長渕剛、無観客配信ライブ「ALLE JA
PAN」第二弾をクリスマスイブに開催
海、山、川のそばへ行きたい!
そこへ向かわせる日常の窮屈さや
自分という解放できない“代物”につきまとわれ、
時代という額縁に他人と自分をはめこむと
理由のない劣等感に襲われる。
確かに それは あった。
豊かになりたい?
お金が足りない?
仲間になりたい?
あいつに負けた?
誰が一位?――いつのまにか何者かに強いられて
訳もわからず、走ってきた。
正しいか、間違っているかなど、どうでも良くて
これが、俺だ!!と誰に威張り散らしたかったのか?
「それでもお前は、走るのか!?」と、
ある日の夕暮れが問いかけてきた。
人は、その夕陽に立ち止まるのは何故?
「それは、私の闘いがあまりにもさびしいからだ」
だから俺も、お前も、この夕陽を見つめると、
訳もなく涙が流れるんだろう。
幸せな家族も、昨日買った車も、その昔建てた家も、
そして、この俺も――。
愛してくれた父、母も、じいちゃんも、ばあちゃんも
幼い頃からの仲間も、ついこの前亡くなり、
跡形もなく灰になったじゃないか。
それでも人が生きていくのは、
キラキラと命をかけて支えあい創りあげた想い出が
あまりにも儚く美しいから。
その瞬間を明日へ向かう為に、
自分自身と仲間と、この時代を明日へ向かう為にだ。
苦しいことばかり。
それでも歌を歌って生きてこれた。
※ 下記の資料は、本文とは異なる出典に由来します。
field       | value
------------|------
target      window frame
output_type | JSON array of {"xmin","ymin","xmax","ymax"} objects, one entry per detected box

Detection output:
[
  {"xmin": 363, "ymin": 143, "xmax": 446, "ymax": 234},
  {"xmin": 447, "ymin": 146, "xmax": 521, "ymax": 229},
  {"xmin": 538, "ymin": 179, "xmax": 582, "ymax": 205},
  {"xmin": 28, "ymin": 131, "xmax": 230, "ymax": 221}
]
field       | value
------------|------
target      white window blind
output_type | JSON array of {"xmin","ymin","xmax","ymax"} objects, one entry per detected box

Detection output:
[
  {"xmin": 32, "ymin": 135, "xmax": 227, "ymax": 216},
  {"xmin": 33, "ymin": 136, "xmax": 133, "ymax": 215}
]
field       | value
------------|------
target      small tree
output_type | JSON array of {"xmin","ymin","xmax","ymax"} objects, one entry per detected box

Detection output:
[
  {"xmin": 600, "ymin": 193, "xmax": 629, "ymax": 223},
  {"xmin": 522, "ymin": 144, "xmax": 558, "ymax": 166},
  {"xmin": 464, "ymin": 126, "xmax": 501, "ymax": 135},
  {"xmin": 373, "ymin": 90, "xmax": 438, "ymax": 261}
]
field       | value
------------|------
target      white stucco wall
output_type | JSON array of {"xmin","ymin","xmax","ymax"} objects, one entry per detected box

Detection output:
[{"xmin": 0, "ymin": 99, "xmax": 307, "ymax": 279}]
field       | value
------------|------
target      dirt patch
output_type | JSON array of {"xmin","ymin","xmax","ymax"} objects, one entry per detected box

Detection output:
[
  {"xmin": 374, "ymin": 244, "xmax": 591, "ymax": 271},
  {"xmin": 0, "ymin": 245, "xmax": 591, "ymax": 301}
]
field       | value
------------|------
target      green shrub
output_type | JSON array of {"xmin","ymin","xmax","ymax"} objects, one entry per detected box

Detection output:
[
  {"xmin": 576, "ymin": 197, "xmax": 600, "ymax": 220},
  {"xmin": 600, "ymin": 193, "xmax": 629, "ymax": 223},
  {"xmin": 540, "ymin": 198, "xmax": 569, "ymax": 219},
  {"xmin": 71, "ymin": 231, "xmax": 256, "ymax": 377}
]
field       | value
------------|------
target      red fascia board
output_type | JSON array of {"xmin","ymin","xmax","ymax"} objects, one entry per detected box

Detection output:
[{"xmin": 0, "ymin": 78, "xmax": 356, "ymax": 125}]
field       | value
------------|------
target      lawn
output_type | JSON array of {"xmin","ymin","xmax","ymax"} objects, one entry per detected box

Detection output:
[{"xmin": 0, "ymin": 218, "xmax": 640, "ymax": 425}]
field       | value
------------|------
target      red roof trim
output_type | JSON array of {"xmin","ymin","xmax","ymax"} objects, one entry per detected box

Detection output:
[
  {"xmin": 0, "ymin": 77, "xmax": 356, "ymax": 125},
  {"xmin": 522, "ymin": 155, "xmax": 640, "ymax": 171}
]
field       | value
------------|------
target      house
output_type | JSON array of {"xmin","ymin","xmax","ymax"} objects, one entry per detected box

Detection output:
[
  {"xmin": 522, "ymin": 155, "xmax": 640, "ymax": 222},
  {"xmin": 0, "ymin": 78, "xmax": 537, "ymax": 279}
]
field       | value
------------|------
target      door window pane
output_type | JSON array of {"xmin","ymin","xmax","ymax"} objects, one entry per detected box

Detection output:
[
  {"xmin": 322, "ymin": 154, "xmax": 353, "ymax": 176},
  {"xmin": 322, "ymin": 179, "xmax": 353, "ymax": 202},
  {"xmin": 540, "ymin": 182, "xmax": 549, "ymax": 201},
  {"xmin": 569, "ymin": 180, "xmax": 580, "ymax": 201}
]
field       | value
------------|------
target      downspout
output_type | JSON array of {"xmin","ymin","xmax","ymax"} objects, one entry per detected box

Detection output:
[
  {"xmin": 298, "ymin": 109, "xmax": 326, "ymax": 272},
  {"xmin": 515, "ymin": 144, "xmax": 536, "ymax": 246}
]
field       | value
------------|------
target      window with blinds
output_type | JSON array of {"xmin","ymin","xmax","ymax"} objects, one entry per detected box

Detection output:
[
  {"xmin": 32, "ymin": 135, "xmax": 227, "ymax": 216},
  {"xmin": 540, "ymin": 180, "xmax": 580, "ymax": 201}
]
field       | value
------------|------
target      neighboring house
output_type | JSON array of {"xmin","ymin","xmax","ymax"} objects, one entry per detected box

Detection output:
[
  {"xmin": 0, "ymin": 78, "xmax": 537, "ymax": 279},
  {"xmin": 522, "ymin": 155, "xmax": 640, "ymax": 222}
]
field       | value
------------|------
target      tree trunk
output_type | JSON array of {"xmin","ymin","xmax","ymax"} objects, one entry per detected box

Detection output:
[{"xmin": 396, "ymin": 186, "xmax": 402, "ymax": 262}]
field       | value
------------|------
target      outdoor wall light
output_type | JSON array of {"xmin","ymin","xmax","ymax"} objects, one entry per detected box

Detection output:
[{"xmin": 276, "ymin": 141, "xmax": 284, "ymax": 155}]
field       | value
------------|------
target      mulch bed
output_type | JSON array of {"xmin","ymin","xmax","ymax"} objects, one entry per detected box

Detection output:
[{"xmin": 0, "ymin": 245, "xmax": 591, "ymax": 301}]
時代を泳いだ。
社会の風は、恐ろしく冷たい。
都会の響きは、常に底冷えが鳴っている。
ねえ、夕陽を見に行かないか?
え?!
え?じゃなくて、今だ。
今、一緒にさ、夕陽を見に行かないか?―と言ってるんだ。
何年も、幾年も、お前は西に沈む夕陽が西に沈み切るまで見たことないんだろう?
「・・・うん・・・そうだな・・・そう言われてみれば」
涙が出るんだよ。夕陽を見つめているとさ。
この涙を流しに行きたいと感じ始めた。数十年前から。
俺は、ふるさとへ帰り、夕陽を追いかけてきた。
海があり
山があり
川がある。
当たり前の風景だ。
ただ、この当たり前の風景に立つと、自分がゼロになる。
俺が少年の頃、始めて抱きしめたギターの音がする。
何者であるか!など、一切関係が無く、
ゼロの俺が、このゼロの風景の中で歌う。
誰のためでもない。
ただここに生きている自分と、流れゆく川の為に。